Я постоял немного, потом вернулся в шатер.
Каджри уже выкупалась. Она сидела чистая, с подведенными сажей глазами и считала деньги. Она украсила волосы красивым деревянным гребнем.
— Двадцать ан, — показала она мне. — Что с ними делать?
— Дай мне.
— Тебе? Нет, не дам. Лучше на дело потрачу.
— Как это?
— Куплю себе кофту.
— Кофту?
— Да, нарядную, красивую.
— Зачем тебе?
— А разве я не пойду с тобой?
— К Пьяри?
Она улыбнулась и кивнула головой.
— Не понимаю, зачем еще наряжаться.
— Ты же сам сказал ночью. — Она гордо улыбнулась. — Вот будет здорово! Пусть твою Пьяри полицейский наряжал, а когда я приду в новой кофте, она подумает, что это твой подарок. Ну и разозлится же она! Можно, я скажу почтенной госпоже, что я, мол, не велела тебе покупать, это ты сам?
Я смотрел на нее во все глаза.
— Ты что же, идешь с ней ссориться?
— Нет, просто встретиться.
— И поссориться?
— Ладно, зачем тебе деньги?
— Теперь уж не надо, — бросил я.
— Почему?
— У тебя всего двадцать ан, а ты хочешь купить кофту. Тебе самой не хватит.
— Если повезет, будет еще пять рупий. Твоя Пьяри не может подождать дня три?
— Она ждет нас сегодня. Что ж, скажу ей, что Каджри хочет сперва принарядиться.
— У тебя что, язык отсохнет, если соврешь разочек ради меня?
— А что ж сказать — что ты заболела?
— Это она заболела. А мне с чего хворать? Меня господь пока миловал!
— Да что же я тогда скажу?
— Ты скажи… Скажи так: «Пьяри, Каджри шла к тебе, чтобы ты втерла краску в ее ноги, но по дороге раздумала… Дня через три-четыре снова попытаюсь уговорить…»
— Каджри!
— Ну, ну, я пошутила, — согласилась Каджри. — Ну, скажи, что я занозила ногу. Но ты не ответил на мой вопрос.
— Какой вопрос?
— Зачем тебе деньги?
— Отстань же наконец!
— Заклинаю тебя! Возьми все, только не отмахивайся так от меня.

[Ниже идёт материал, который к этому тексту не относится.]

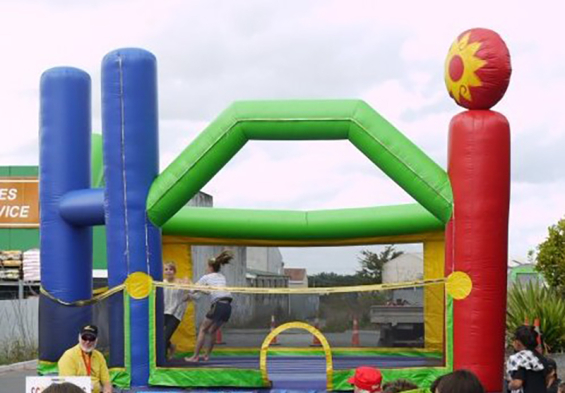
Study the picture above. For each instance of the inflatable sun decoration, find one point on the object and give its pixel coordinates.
(477, 69)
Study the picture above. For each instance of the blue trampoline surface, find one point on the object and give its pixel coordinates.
(293, 374)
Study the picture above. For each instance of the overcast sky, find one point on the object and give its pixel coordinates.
(391, 54)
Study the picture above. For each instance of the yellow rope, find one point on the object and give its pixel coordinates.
(254, 290)
(315, 290)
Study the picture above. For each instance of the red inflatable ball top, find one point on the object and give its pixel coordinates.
(477, 69)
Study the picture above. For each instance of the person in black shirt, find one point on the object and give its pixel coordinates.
(527, 368)
(552, 381)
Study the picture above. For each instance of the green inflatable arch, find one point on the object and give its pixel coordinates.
(353, 120)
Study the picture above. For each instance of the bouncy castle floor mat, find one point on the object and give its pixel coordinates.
(293, 374)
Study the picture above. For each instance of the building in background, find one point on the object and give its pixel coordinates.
(297, 277)
(406, 267)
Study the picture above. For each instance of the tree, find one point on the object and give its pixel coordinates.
(372, 264)
(551, 257)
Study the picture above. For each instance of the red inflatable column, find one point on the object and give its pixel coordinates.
(479, 169)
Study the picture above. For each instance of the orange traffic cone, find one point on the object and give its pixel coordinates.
(273, 326)
(219, 338)
(315, 341)
(355, 334)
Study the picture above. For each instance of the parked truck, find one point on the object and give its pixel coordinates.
(399, 326)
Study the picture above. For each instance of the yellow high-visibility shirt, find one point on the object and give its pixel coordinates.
(72, 364)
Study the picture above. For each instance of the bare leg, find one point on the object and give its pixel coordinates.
(204, 328)
(212, 332)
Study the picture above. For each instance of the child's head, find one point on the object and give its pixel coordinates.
(170, 270)
(460, 381)
(525, 337)
(215, 264)
(366, 380)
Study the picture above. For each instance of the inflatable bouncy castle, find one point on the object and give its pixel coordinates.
(461, 218)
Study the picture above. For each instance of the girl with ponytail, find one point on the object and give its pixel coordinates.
(527, 368)
(220, 310)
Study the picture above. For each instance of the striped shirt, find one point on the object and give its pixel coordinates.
(175, 302)
(215, 280)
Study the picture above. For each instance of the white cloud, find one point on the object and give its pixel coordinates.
(211, 53)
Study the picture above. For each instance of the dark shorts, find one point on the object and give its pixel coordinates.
(220, 311)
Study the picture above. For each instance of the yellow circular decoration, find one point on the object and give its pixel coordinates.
(296, 325)
(138, 285)
(459, 285)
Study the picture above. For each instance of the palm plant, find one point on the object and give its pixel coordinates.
(534, 301)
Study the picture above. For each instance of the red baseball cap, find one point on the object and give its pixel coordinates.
(367, 378)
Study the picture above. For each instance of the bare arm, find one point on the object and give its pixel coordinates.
(106, 387)
(515, 384)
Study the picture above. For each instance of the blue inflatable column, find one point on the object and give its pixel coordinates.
(66, 250)
(131, 163)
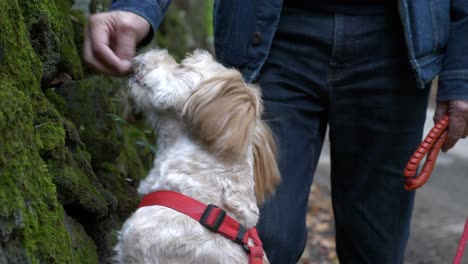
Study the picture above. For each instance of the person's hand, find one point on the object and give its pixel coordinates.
(110, 40)
(458, 126)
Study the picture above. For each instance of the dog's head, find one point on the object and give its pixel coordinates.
(216, 106)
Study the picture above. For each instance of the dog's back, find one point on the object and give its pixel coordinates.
(211, 139)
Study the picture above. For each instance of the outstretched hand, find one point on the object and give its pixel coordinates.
(110, 41)
(458, 126)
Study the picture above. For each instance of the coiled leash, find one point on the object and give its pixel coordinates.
(431, 146)
(211, 217)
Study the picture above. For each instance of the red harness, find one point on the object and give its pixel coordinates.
(211, 217)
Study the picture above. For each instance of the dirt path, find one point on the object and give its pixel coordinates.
(441, 208)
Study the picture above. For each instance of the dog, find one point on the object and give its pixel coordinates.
(212, 146)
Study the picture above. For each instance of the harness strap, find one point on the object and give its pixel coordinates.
(211, 217)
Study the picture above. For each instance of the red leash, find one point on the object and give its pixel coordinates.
(431, 146)
(211, 217)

— Я принесу тебе новую кофту, Каджри. А сейчас дай мне рупию.
— На. — И она положила мне на ладонь шестнадцать ан.
Я с нежностью посмотрел на нее. Каджри зарделась.

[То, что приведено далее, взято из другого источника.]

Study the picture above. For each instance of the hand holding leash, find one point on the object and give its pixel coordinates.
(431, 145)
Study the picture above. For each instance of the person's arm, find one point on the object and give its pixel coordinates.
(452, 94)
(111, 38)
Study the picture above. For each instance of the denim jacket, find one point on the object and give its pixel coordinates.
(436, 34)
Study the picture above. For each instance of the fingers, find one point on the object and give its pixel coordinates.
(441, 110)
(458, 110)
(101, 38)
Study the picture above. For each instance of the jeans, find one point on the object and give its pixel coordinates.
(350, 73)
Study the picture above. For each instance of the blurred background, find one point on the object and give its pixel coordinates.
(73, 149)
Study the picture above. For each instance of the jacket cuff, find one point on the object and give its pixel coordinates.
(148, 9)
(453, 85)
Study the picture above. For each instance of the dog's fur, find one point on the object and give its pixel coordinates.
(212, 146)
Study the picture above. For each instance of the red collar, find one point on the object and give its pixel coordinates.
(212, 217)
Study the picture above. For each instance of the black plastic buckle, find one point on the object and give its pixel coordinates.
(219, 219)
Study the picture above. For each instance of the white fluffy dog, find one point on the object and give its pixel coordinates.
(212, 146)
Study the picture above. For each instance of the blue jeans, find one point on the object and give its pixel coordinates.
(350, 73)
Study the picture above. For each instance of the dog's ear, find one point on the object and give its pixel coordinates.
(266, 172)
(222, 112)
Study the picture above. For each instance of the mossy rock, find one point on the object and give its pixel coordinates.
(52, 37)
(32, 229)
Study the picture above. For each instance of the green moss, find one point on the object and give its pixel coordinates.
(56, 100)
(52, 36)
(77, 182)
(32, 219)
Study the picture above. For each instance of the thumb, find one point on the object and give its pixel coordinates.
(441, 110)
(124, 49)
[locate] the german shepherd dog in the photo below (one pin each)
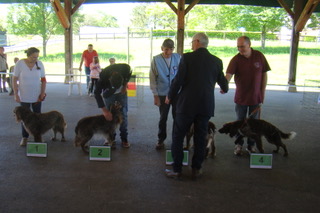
(210, 140)
(87, 127)
(255, 129)
(36, 124)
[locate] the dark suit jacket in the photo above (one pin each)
(193, 87)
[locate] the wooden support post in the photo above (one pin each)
(298, 8)
(180, 32)
(68, 40)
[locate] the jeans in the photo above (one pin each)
(87, 70)
(123, 100)
(36, 107)
(242, 111)
(92, 85)
(164, 111)
(181, 125)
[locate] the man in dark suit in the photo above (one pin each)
(193, 90)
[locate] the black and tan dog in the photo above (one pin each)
(87, 127)
(255, 129)
(210, 140)
(36, 124)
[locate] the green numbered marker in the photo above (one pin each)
(100, 153)
(261, 161)
(36, 149)
(169, 159)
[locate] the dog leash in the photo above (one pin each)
(245, 120)
(256, 110)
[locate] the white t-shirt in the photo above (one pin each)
(29, 80)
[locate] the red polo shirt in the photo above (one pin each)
(248, 77)
(88, 57)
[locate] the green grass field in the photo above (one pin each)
(141, 50)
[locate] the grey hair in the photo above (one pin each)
(246, 39)
(203, 39)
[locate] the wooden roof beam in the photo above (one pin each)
(175, 10)
(287, 8)
(305, 15)
(62, 16)
(76, 7)
(194, 2)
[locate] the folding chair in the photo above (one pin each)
(75, 79)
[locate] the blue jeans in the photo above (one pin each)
(123, 100)
(36, 107)
(164, 111)
(242, 112)
(87, 70)
(181, 125)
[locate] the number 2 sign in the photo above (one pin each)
(261, 161)
(100, 153)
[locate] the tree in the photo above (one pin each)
(100, 20)
(139, 17)
(252, 18)
(161, 16)
(156, 15)
(203, 17)
(35, 19)
(314, 21)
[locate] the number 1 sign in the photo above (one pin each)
(100, 153)
(36, 149)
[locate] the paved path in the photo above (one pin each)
(134, 181)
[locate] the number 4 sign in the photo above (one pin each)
(261, 161)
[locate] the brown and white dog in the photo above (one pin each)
(210, 140)
(36, 124)
(255, 129)
(87, 127)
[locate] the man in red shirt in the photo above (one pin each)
(87, 57)
(249, 68)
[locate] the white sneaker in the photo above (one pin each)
(23, 141)
(251, 149)
(238, 149)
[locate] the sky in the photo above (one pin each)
(119, 10)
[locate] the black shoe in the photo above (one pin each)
(196, 173)
(172, 174)
(160, 145)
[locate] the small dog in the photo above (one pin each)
(210, 140)
(37, 124)
(255, 129)
(87, 127)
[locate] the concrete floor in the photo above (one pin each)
(134, 180)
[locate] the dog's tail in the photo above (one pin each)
(211, 127)
(288, 136)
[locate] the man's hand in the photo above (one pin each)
(17, 98)
(156, 100)
(167, 101)
(107, 114)
(124, 90)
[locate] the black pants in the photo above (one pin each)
(181, 125)
(164, 111)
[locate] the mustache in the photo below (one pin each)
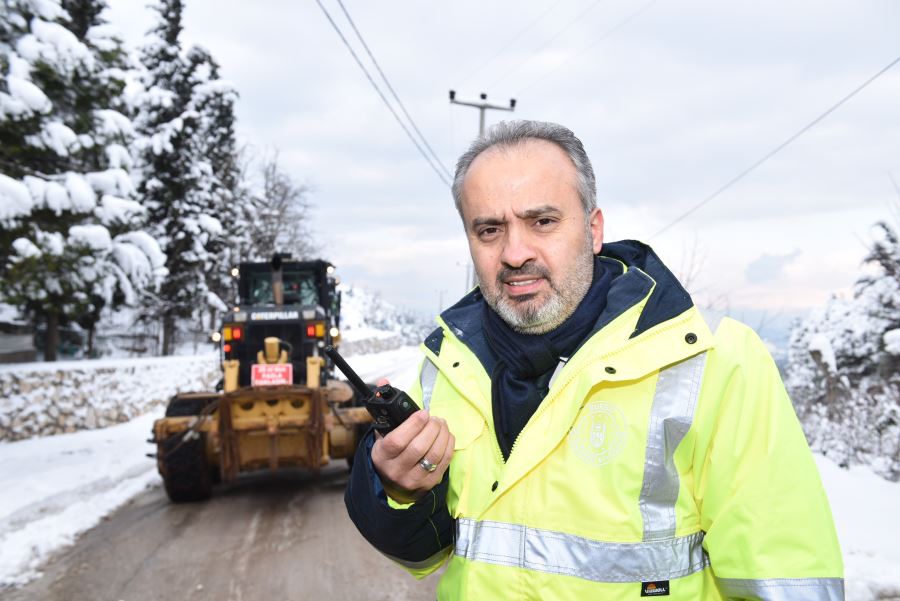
(529, 269)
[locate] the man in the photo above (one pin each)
(585, 435)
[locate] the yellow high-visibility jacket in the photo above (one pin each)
(668, 463)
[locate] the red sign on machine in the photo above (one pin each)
(271, 375)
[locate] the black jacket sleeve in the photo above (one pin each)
(409, 535)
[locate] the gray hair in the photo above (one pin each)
(508, 134)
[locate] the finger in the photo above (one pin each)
(396, 442)
(419, 446)
(436, 452)
(448, 455)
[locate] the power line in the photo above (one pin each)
(604, 36)
(384, 99)
(564, 29)
(393, 93)
(776, 150)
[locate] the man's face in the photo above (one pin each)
(530, 240)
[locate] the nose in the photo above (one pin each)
(518, 248)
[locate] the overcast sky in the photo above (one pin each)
(672, 99)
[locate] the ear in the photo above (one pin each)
(595, 223)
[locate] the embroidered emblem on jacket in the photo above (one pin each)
(599, 435)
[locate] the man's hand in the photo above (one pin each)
(397, 456)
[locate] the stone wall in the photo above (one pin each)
(38, 399)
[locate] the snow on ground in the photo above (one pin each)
(866, 512)
(57, 487)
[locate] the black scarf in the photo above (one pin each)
(526, 362)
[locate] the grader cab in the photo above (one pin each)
(279, 404)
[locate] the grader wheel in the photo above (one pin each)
(185, 470)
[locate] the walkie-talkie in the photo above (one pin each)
(389, 406)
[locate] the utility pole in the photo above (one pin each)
(482, 107)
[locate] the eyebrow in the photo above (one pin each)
(528, 214)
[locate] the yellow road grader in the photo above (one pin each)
(279, 404)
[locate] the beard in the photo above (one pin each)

— У Рамо тяжело болен внук, — сказал я. — Матери и бабке нечего есть. Они купят еду и принесут ребенку лекарство.
К моему удивлению, Каджри вдруг припала к моим ногам.
— Какого мужчину я получила! Сама судьба послала мне его. Пьяри ушла от тебя, но не смогла тебя забыть. Теперь я знаю, почему. Ты настоящий, у тебя доброе, мягкое сердце, Сукхрам. Люди из-за пайсы готовы перегрызть друг другу глотку, но ты не похож на них. Ты удивительный человек, Сукхрам!

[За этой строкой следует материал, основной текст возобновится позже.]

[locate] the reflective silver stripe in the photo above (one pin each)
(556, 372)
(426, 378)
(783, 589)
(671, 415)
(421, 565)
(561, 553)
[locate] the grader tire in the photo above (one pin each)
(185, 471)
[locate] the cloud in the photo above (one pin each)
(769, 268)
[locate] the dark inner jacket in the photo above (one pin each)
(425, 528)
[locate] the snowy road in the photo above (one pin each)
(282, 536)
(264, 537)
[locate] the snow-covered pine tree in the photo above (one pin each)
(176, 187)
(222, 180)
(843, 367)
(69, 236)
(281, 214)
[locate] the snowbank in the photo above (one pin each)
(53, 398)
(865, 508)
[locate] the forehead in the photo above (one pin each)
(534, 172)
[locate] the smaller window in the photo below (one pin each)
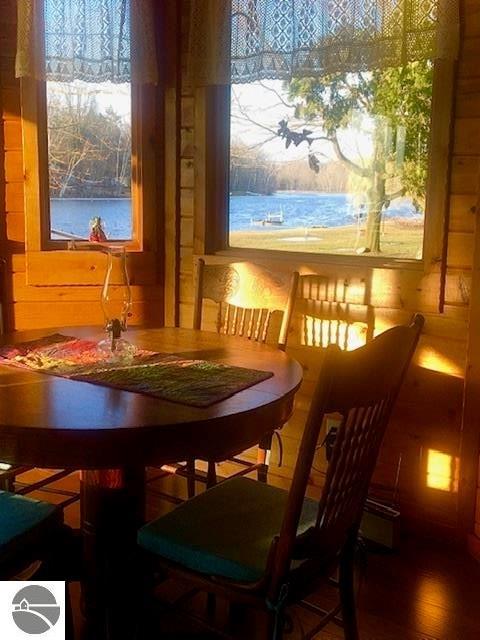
(89, 159)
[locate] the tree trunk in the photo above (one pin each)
(374, 220)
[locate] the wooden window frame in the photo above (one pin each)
(49, 262)
(212, 143)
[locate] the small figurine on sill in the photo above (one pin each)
(97, 234)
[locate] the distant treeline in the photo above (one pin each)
(251, 171)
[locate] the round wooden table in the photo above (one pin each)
(112, 435)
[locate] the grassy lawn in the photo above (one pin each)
(398, 240)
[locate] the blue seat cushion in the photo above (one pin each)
(23, 522)
(226, 531)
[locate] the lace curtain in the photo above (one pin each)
(87, 40)
(246, 40)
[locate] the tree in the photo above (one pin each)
(398, 102)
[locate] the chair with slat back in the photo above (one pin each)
(251, 302)
(333, 311)
(269, 548)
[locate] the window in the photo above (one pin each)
(337, 125)
(88, 113)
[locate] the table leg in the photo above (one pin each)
(112, 509)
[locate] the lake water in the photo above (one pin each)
(299, 209)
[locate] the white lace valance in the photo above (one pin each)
(89, 40)
(246, 40)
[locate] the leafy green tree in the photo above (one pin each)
(398, 101)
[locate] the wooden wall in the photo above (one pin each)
(36, 306)
(428, 417)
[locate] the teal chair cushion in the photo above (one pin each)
(226, 531)
(23, 521)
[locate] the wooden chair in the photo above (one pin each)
(268, 548)
(333, 311)
(253, 303)
(34, 543)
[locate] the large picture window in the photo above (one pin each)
(334, 165)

Я поднял Каджри и ласково погладил ее по голове.
— Каджри! Наш мир жесток! Я давно уже понял, что самые тяжелые страдания выпадают на долю бедняков. Я ведь знаю, почему тебе пришлось торговать собой.
— Иначе не прожить! Я привыкла к этому с детства. Но теперь мне хочется, чтобы кто-нибудь полюбил меня и назвал своей.